Sunday, July 02, 2006

Croquet

Croquet is, of course, a sport known around the world as an excellent excuse to drink in public. And it serves this purpose well: the combination of jealousy, violence, rage, and color-coded balls often lead to alcoholism.

This is, however, only the tip of the proverbial ice sculpture: croquet is a fine, noble sport enjoyed for thousands of years by poofters, punters, and the occasional berk. The goal of this game is to reach the home staff before all comers, which explains the use of mallets – one must be ready at all times to defend one's position against interlopers, other players, and pedestrians with too much curiosity and a failing of respect for the painted ball.

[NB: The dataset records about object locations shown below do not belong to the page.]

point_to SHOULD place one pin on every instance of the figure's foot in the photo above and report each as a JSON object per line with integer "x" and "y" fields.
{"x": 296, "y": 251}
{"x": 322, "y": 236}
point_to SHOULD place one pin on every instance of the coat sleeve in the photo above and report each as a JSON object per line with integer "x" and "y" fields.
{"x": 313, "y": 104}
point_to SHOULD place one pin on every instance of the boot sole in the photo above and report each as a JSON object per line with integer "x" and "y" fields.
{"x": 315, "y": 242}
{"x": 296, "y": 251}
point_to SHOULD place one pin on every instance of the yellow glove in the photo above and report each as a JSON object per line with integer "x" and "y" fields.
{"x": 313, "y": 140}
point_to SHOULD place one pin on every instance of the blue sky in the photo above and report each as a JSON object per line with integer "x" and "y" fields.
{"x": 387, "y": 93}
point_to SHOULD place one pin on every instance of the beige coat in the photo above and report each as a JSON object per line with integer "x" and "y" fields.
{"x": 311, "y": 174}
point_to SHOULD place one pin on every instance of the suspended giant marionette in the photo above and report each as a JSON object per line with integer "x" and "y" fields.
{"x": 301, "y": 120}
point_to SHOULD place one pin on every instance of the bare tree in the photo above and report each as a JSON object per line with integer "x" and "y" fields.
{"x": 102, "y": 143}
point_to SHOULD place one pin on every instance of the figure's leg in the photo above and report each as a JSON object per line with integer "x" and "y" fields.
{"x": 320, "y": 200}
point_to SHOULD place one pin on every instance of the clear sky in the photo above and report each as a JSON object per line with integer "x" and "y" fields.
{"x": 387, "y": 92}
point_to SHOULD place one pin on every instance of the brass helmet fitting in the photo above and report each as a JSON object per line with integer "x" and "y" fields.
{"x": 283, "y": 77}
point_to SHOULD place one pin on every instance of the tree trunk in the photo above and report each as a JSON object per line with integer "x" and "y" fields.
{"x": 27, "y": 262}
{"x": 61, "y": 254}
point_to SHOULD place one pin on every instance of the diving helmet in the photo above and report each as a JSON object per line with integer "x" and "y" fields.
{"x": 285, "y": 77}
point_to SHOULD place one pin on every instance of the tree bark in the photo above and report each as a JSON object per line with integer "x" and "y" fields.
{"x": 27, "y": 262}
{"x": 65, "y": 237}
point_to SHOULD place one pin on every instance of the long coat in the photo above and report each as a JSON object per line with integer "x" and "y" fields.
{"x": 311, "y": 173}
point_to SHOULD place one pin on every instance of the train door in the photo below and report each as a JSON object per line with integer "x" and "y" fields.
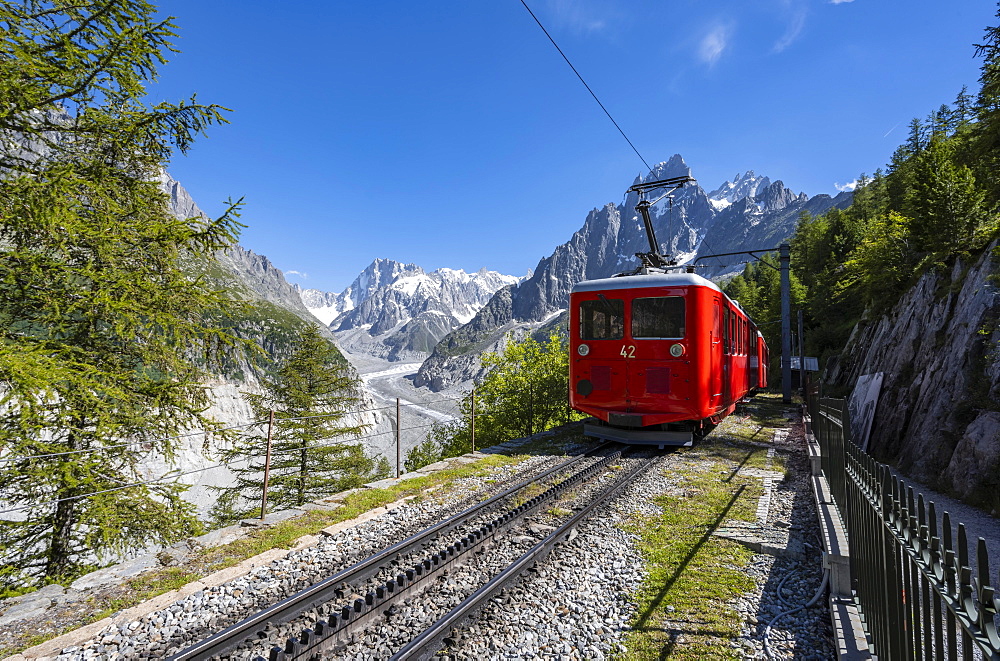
{"x": 715, "y": 356}
{"x": 727, "y": 357}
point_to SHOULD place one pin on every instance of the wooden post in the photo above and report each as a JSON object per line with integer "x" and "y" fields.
{"x": 267, "y": 465}
{"x": 531, "y": 410}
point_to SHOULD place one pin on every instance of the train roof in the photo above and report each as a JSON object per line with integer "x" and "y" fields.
{"x": 646, "y": 281}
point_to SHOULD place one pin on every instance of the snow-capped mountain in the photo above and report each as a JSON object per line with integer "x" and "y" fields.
{"x": 742, "y": 186}
{"x": 399, "y": 311}
{"x": 749, "y": 213}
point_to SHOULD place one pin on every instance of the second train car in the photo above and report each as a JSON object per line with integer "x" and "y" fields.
{"x": 660, "y": 358}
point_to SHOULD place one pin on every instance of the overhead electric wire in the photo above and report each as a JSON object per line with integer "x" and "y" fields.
{"x": 586, "y": 85}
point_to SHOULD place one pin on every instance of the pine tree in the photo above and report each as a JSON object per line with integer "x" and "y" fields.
{"x": 104, "y": 343}
{"x": 310, "y": 395}
{"x": 986, "y": 132}
{"x": 946, "y": 203}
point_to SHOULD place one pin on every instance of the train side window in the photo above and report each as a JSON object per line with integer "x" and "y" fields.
{"x": 603, "y": 319}
{"x": 658, "y": 318}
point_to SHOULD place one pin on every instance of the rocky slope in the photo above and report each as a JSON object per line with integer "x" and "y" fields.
{"x": 400, "y": 312}
{"x": 747, "y": 213}
{"x": 277, "y": 313}
{"x": 938, "y": 417}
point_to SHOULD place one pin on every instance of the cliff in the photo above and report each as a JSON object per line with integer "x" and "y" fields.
{"x": 938, "y": 417}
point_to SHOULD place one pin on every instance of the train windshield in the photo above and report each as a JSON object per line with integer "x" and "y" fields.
{"x": 658, "y": 318}
{"x": 603, "y": 319}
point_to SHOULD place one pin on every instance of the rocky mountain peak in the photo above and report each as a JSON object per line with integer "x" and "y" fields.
{"x": 742, "y": 186}
{"x": 399, "y": 311}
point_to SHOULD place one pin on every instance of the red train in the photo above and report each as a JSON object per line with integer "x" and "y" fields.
{"x": 660, "y": 358}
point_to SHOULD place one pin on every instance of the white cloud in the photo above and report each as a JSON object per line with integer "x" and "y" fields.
{"x": 714, "y": 43}
{"x": 796, "y": 22}
{"x": 578, "y": 17}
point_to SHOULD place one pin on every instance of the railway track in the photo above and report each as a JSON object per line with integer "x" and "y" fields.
{"x": 334, "y": 615}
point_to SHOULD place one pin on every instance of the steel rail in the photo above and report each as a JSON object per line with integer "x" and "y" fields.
{"x": 338, "y": 627}
{"x": 427, "y": 644}
{"x": 327, "y": 589}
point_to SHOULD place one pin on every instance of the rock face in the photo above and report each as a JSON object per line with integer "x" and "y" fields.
{"x": 748, "y": 213}
{"x": 938, "y": 417}
{"x": 400, "y": 312}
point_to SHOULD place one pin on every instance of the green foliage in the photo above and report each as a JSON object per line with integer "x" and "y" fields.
{"x": 937, "y": 202}
{"x": 758, "y": 291}
{"x": 524, "y": 392}
{"x": 103, "y": 334}
{"x": 310, "y": 397}
{"x": 428, "y": 452}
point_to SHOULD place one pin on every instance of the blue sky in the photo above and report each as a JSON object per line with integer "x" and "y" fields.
{"x": 451, "y": 133}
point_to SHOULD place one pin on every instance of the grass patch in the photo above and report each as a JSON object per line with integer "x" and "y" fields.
{"x": 281, "y": 535}
{"x": 684, "y": 609}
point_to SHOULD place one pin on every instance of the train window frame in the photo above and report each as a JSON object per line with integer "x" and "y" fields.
{"x": 601, "y": 305}
{"x": 682, "y": 327}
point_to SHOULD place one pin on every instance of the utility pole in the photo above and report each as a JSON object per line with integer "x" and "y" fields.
{"x": 786, "y": 324}
{"x": 802, "y": 359}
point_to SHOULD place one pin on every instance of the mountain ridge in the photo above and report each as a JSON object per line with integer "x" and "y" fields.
{"x": 749, "y": 213}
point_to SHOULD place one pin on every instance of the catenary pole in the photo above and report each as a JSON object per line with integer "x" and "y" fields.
{"x": 786, "y": 324}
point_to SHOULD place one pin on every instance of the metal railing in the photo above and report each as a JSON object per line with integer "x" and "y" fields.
{"x": 918, "y": 592}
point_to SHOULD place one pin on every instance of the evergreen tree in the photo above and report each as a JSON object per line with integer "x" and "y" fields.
{"x": 524, "y": 391}
{"x": 103, "y": 335}
{"x": 986, "y": 132}
{"x": 963, "y": 107}
{"x": 310, "y": 395}
{"x": 947, "y": 205}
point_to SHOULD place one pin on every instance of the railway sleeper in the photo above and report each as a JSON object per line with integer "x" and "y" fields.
{"x": 337, "y": 629}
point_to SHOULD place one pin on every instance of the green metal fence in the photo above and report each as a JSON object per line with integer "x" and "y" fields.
{"x": 918, "y": 592}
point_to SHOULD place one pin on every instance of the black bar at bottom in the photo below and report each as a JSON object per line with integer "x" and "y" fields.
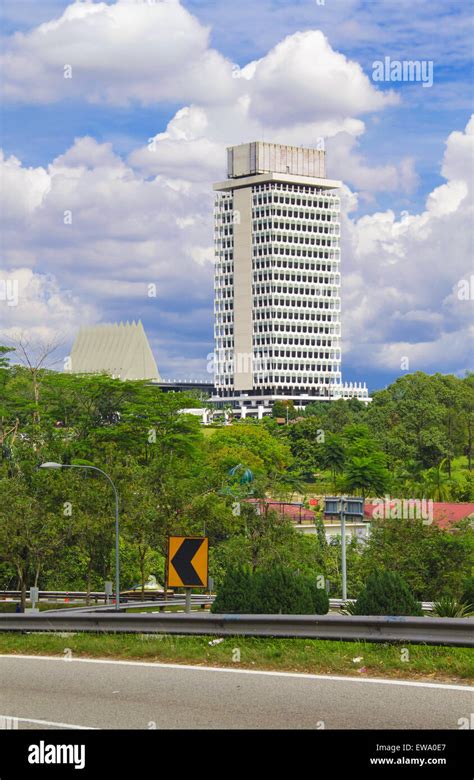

This game, like many others, originates in deeper, darker areas of history (quite like basketball's iniquitous origins in the middle ages as a form of torture); namely, it comes from the lotus fields of the deep orient. The mallets were used, traditionally, to crush the lotus's delicate blossoms into a fine, shapeless, soulless pulp – the pulper (for the pulper was so called) would use a living child as pestle, scattering the blossoms along the child's back and pounding the mallet about wildly until the blossoms were no more. The juice, liberally mixed with the resulting bodily fluids, was then squirreled away in a large plastic box, in which a variety of balls, color-coded for easy identification, were rolled. Archaeologists believe the red balls were filled with mercury, and the black balls represented peace.

Like all familiar, daily rituals, these permutations took on a significance far outweighing their soporific roots. Descendants of the lotus blossom trade believed the mallets could be used to ward off spirits, and indeed, the haunting of the Savoy was ended by the judicious use of a blue croquet mallet, a red ball, and three wickets, sharpened into vicious tines.

The Vikings used croquet mallets to settle duels amongst children, in place of legal trials. Blankets were spread over the ground, and the combatants had to stay within the clothy confines. Each participant was given three mallets and three balls – for hurling – hence the traditional six of each sets one might find in a local croquetery. The child with the least shattered mallets and hurled balls when an opponent gave up was declared the winner.

The Romans, infatuated with the barbarians, adopted this game as well, giving it a place of high honors in the coliseum. It's said that Spartacus won the loyalty of a century of Danish slaves because of his coliseum-won prowess at the hammer and hurl – as croquet was then called, as it was the style at the time.

The sport as we know it has been attributed to many sources: one such claims Tate and Hamilton, pressed by society into a duel, spread their picnic blankets in a park and had at each other with mallets blazing. Then, of course, one tripped over a wicket, and shot his opponent in the face. Thus, so the story goes, was the game born.

This is, of course, mere fancy. Some anthropologists and popular culture critics claim it is precisely this surfeit of apocryphal stories about the game that make it so popular with the foolish, fond, and moon-pated. However, the real origin is much more mundane.

Napoleon decreed it so to keep his forces in order before the battle of Waterloo.